The problem is that no one seems to read that comment. Whenever the paper is rediscovered, the 1 month claim is what gets broadcast. Article versions of papers are simply given too much deference, our own included. The scientific record is full of additional information.
In a practical sense, the 1 vs. 2 months issue does not matter because the point estimate is an inherently imprecise estimate based on critical assumptions and a rough method of calculation. It is the qualitative message — that any very short delay in smoking cessation is more harmful than any risk from alternative products — that is important. Thus it is really the case that striving for complete tobacco cessation is not a safe alternative to THR! Similarly, the exact magnitude of the corrected figure from the Burstyn paper is not what is important; in both cases, they are sufficient to make the point even if they are wrong by a factor of five.
A final notable observation is that neither of these patent errors was identified by the ANTZ who seek to discredit these results, but rather were identified by readers who appreciated the results.

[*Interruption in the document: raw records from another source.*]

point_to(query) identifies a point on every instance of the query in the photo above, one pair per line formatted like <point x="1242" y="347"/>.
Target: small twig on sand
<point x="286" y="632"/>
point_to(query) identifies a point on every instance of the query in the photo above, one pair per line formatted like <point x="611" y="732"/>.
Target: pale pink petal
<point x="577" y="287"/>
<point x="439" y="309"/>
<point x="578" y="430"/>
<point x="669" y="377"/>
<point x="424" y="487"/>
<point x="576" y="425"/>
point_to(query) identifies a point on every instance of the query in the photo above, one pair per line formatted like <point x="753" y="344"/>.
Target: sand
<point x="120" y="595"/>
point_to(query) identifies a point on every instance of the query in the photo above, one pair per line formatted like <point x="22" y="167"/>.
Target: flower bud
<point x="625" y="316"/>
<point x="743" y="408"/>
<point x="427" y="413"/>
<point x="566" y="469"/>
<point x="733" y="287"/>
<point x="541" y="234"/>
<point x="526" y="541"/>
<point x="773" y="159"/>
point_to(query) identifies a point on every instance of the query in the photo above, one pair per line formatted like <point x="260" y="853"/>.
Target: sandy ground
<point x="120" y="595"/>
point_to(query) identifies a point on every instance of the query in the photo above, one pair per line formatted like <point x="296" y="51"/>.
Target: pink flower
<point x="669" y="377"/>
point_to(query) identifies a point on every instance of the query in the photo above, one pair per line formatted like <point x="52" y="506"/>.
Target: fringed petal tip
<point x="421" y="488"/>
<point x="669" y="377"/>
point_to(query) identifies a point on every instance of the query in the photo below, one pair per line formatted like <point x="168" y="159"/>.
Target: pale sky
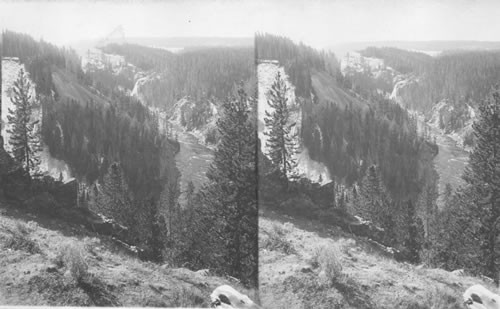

Tobacco controllers simply do not have the scientific skills to notice real errors in science, as evidenced by just how incredibly bad their own “research” is. What passes for critique of science in their world consists of nothing but ad hominem attacks and absurdly sputtering, in effect, “but even with this, we still don’t know everything, so our personal political views must still be right.” They are very at home in a field where people care more about authors’ asserted conclusions rather than what the results of a study actually showed (which those conclusions are often unrelated to). Moreover, they are quite at home in a field where correction of errors in journal articles is left entirely to proactive efforts by the authors, who need to be skilled enough to recognize the error and honest enough to want to correct it. Even though ANTZ papers are rife with errors, when was the last time you saw one of them volunteer a correction, let alone make an effort to publicize it?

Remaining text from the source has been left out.